En larga, paciente y disciplinada cola, un día después, otros miles de españoles dejaban constancia de su agradecimiento al presidente Suárez, intuyendo las dificultades que había tenido que superar en su andadura política. En el pensamiento de aquellas gentes sencillas y honestas entraba además, el comprender el dolor del presidente ante la pérdida de sus seres queridos, la frustración ante el abandono de ciertos colaboradores que, quizás, le llevaron a la enfermedad.
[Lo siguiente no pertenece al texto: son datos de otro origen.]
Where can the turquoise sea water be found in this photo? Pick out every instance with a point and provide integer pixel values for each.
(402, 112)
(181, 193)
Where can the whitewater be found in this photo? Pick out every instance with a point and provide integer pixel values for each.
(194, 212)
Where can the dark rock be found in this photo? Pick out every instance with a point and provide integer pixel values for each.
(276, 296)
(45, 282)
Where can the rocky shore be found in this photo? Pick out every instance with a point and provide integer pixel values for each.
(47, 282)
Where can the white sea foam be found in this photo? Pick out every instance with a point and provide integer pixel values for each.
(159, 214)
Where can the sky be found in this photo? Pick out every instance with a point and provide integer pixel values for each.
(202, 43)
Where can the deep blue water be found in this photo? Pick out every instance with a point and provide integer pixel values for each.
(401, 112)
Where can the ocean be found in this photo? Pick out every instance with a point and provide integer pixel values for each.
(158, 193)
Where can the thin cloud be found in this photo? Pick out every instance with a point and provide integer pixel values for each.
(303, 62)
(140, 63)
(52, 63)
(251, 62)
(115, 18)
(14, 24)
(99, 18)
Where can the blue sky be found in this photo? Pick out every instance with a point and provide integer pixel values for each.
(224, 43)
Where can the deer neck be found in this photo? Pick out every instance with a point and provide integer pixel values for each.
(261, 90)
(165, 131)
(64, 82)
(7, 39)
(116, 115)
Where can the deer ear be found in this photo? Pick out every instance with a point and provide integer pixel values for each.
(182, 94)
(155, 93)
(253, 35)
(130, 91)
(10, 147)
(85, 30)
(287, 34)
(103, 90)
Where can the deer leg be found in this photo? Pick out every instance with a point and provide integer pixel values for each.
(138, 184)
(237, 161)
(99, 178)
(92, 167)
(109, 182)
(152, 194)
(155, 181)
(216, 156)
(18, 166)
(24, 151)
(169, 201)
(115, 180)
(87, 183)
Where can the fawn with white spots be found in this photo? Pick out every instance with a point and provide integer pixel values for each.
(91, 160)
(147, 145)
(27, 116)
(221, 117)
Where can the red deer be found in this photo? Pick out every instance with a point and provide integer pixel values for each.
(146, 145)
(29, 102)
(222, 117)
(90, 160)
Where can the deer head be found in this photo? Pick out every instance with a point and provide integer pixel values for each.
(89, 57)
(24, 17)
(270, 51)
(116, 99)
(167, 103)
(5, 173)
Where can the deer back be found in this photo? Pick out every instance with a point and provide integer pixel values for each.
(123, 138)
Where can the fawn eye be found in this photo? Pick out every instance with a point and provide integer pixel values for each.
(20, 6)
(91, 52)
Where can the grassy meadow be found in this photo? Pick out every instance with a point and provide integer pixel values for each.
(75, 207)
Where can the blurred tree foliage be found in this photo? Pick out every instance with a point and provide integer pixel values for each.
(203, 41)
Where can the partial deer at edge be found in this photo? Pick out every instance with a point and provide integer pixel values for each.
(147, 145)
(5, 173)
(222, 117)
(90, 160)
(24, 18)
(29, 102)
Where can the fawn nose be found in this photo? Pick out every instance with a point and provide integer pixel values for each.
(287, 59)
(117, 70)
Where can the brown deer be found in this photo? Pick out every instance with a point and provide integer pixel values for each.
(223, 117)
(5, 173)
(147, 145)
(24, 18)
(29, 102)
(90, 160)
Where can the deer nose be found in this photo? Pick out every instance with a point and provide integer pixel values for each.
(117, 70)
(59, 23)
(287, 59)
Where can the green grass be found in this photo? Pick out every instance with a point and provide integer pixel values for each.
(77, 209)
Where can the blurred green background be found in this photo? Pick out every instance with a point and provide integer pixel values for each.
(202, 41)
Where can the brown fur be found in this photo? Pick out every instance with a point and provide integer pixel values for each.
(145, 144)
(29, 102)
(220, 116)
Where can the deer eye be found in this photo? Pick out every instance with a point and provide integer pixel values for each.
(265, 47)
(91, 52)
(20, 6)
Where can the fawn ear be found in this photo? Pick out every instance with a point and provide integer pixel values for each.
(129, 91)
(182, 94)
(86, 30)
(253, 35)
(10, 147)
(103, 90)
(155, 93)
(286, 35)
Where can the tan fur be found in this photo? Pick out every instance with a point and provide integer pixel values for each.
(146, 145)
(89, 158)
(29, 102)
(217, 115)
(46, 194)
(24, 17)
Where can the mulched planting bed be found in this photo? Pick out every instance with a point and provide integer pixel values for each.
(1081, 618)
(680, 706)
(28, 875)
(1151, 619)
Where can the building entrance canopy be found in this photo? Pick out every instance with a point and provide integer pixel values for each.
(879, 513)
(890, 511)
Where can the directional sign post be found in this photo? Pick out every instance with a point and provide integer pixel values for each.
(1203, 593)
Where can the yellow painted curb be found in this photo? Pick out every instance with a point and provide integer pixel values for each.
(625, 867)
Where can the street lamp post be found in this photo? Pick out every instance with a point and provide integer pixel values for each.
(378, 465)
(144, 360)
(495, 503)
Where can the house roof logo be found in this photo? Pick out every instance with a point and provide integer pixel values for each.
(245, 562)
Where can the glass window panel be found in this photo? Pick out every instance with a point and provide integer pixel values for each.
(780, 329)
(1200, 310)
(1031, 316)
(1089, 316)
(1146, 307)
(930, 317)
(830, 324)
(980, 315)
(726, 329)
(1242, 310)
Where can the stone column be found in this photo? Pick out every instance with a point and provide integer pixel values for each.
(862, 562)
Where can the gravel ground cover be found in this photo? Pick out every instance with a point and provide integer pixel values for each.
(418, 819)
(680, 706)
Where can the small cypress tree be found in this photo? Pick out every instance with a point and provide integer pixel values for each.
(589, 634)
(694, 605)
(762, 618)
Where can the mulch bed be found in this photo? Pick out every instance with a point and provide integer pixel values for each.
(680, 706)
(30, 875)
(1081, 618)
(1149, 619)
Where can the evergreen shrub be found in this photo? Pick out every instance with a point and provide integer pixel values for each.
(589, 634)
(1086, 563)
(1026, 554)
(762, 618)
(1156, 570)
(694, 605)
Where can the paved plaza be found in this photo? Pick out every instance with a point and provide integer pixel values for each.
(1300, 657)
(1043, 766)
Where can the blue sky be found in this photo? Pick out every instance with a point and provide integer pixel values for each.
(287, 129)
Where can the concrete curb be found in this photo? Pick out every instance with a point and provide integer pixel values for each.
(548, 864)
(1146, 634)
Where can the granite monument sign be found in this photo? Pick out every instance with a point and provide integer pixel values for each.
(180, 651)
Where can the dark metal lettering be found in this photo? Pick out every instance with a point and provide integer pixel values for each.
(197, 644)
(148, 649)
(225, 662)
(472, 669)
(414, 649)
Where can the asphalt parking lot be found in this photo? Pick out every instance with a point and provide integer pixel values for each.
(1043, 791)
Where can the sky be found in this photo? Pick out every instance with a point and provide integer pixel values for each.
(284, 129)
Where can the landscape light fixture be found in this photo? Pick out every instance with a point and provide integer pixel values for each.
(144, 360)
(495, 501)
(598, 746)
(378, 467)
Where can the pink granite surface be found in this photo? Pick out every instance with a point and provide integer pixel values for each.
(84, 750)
Mismos españoles, pero diferentes españoles. Unos se consideraban con el «deber» de despedir a un hombre de Estado que contribuyó a alejar el fantasma de la confrontación entre hermanos y que agotó su vida sirviendo a España. Otros con el «derecho» a destrozar, a intimidar, a matar si se terciaba.
Contra estos últimos, todo el peso de la Ley sin medias tintas y ni buenismos. Contra quienes les arropan, vacío de desprecio total. Por supuesto, revisión de procedimientos y responsabilidades. Lecciones aprendidas, las llamamos las gentes de armas. Aprender de los errores siempre es positivo. Pero tampoco, por un profesional sentido de la responsabilidad, echarse sobre el hombro toda la culpa de lo que pasó. La culpa es de quienes bajo la capa de la libertad, la que precisamente les proporciona entre otras instituciones la Policía, usan la violencia más salvaje. De fallar el peso de la Ley, esto será la selva, será otra vez la noche, será el fin de la libertad. La ira la habrá devorado.